Radio Doble Nueve

Lima; Peru;
- Frequency: 99.1 MHz

Ownership
- Owner: Frecuencia Modulada Radio Doble Nueve 99.1

History
- Founded: April 15, 1979

Links
- Webcast: Listen live
- Website: doblenuevelive.com

= Radio Doble Nueve =

Radio Doble Nueve is a Peruvian radio station based in Lima, founded by Traffic Sound member Manuel Sanguineti on April 15, 1979. It broadcasts on 99.1 MHz. The station specializes in various styles of English-language rock, as well as other genres such as indie, alternative rock, pop, power pop, and reggae. According to Pedro Cornejo, it is the only radio station specialized in this genre in all of Peru.

== History, musical content, and programming guidelines ==
The station began broadcasting on April 15, 1979, initially with a repertoire focused on songs from the 1950s to the 1970s, covering genres such as rock and roll, rockabilly, surf rock, beat, and garage rock. In the early 1980s, it began incorporating productions from the new wave, post-punk, power pop, synth-pop, neo-psychedelia, gothic rock, and alternative movements. In 1984, weekly and annual airplay charts were implemented.

The station's music selection is primarily based on U.S. modern rock charts and, currently, also the international program Passport Approved. While prioritizing English-language content, the programming includes bands from various countries, such as the United States, England, and Canada. The schedule consists exclusively of songs in English, with periodic adjustments according to trends within the rock spectrum. On Sundays, the programs Nostalgia (1950s to 1970s), Resurrection Sunday (1980s and 1990s), and Radio Reggae were aired.

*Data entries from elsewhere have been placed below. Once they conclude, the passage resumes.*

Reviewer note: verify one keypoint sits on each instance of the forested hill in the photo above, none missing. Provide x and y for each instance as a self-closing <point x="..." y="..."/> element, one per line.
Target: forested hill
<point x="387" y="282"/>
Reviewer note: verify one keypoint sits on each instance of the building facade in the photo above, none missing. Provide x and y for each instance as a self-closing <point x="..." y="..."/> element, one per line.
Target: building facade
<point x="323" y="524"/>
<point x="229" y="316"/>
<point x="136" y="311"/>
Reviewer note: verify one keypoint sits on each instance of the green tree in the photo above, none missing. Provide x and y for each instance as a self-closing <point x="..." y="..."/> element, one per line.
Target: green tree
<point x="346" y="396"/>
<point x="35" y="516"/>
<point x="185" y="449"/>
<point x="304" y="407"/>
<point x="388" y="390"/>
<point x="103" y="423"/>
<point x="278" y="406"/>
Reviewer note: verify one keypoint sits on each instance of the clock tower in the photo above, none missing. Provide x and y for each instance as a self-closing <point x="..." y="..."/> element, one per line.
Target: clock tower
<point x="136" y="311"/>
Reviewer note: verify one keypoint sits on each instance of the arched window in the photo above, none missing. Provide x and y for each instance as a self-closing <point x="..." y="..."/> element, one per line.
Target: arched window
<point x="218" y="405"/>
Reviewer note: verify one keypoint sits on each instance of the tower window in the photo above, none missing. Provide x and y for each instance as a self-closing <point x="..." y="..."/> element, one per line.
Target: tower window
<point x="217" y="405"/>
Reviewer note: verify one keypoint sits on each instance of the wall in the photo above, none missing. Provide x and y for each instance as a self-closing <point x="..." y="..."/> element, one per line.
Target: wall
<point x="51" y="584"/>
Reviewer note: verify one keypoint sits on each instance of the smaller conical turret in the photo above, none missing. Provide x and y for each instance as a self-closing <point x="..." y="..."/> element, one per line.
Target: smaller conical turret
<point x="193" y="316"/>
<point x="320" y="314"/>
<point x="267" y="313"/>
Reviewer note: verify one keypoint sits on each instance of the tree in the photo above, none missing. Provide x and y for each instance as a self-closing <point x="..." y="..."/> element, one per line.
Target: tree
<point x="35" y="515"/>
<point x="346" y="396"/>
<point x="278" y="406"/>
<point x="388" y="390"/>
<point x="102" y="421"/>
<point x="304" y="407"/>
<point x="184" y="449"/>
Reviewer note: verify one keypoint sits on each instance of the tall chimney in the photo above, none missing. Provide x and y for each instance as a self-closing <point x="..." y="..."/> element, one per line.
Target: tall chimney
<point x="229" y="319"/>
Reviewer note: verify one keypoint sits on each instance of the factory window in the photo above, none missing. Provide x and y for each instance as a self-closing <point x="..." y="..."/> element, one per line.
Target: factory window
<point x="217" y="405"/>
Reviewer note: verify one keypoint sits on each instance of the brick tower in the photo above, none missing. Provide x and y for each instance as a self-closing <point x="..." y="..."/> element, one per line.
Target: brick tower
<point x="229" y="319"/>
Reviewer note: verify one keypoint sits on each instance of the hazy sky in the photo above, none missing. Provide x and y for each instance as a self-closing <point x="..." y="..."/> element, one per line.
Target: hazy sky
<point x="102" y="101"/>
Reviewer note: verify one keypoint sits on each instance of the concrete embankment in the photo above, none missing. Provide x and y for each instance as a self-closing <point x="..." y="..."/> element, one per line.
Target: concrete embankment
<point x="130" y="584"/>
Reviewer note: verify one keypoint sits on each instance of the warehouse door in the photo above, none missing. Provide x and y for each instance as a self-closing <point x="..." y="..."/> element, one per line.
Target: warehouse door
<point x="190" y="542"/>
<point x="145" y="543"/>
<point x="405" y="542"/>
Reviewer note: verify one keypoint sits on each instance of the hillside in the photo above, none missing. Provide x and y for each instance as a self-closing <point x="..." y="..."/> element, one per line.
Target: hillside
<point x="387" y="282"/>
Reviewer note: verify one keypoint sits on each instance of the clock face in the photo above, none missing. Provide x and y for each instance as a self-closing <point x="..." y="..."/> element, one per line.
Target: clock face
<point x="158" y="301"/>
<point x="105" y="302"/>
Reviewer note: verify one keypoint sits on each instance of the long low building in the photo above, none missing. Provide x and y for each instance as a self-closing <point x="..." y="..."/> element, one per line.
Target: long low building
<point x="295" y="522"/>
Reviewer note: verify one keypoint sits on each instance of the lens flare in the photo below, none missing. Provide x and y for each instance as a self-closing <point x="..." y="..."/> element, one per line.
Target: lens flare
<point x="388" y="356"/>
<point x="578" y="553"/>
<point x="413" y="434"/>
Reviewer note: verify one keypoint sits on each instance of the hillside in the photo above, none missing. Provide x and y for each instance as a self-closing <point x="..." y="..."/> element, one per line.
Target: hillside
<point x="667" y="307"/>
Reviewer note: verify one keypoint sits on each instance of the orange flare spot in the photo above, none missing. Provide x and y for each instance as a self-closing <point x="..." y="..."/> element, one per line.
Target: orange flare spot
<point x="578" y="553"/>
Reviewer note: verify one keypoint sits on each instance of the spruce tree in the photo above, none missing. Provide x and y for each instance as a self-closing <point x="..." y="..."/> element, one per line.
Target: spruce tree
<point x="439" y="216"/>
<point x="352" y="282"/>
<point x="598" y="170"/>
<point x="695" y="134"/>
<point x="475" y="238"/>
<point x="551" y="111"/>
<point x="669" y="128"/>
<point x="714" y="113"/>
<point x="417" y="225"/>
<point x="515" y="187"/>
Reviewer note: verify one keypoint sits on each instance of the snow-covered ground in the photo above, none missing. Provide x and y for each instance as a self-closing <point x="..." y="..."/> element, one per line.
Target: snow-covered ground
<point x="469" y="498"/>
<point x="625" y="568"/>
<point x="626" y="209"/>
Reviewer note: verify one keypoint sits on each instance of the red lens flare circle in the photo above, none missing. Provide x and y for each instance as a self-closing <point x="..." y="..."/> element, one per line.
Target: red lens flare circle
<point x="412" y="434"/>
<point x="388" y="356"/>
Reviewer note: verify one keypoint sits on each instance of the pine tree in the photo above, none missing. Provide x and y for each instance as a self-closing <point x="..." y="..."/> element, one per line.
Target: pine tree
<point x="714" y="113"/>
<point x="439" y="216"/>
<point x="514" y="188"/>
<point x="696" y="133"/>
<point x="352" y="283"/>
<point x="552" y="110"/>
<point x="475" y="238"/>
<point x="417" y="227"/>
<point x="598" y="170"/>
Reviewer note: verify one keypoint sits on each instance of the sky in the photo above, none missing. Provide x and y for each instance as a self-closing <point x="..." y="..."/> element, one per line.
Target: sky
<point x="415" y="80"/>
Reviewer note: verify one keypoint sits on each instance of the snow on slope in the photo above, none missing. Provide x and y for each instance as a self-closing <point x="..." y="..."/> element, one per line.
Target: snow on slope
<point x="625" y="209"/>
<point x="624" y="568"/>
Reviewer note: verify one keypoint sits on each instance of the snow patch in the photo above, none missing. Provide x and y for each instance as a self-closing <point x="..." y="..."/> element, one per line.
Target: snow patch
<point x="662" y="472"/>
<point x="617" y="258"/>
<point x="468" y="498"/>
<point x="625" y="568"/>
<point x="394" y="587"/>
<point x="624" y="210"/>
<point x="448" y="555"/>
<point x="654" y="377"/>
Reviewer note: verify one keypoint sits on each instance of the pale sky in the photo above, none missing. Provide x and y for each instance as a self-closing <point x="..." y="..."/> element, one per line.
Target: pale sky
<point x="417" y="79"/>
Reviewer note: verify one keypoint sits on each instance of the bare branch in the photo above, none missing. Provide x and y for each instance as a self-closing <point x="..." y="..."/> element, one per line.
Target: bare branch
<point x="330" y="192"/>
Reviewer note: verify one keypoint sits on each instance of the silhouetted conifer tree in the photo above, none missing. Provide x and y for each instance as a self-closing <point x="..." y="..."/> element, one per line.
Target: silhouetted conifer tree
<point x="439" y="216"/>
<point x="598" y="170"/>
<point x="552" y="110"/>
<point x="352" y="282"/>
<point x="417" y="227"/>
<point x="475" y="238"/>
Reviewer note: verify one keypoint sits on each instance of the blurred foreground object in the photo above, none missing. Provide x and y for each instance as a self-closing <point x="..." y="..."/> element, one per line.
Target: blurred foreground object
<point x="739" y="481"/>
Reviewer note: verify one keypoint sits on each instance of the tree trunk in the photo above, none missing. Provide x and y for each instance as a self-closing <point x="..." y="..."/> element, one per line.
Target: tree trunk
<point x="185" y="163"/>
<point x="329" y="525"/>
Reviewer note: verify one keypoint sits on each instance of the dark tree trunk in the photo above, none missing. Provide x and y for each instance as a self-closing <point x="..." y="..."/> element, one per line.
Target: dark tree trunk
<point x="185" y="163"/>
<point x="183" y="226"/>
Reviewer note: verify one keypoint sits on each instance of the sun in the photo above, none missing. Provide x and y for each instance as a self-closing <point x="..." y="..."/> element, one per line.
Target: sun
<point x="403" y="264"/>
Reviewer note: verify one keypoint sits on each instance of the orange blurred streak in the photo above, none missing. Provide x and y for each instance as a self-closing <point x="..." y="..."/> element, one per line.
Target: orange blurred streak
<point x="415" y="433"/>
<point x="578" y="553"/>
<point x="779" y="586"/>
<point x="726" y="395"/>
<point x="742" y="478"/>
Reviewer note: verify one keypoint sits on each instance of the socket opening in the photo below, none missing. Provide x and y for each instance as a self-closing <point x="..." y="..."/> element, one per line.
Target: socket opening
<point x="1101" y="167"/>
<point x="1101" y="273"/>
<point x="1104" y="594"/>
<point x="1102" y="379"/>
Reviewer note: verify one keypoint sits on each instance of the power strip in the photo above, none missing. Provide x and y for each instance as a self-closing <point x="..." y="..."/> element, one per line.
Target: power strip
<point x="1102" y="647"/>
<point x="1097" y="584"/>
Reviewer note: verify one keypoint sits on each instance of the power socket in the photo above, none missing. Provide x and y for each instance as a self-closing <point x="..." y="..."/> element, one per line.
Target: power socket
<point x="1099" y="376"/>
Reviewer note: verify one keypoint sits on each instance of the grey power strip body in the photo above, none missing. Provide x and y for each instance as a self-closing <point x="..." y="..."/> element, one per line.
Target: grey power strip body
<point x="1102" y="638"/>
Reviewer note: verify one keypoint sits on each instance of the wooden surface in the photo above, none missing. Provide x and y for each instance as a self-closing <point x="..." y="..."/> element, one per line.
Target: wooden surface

The station is recognized for pioneering the dissemination of international rock news in Peru, often ahead of other local radio stations. Examples include playing "Rock Lobster" (The B-52s) in 1979, while other stations only played it in 1983, and the early inclusion of songs such as "New Year's Day" (U2) and "Should I Stay or Should I Go" (The Clash). In the mid-1980s, it also introduced genres such as gothic rock and neo-psychedelia with bands like The Cure, Echo & The Bunnymen, The Sisters of Mercy, and The Mission. This practice of adapting to new trends continues to the present day.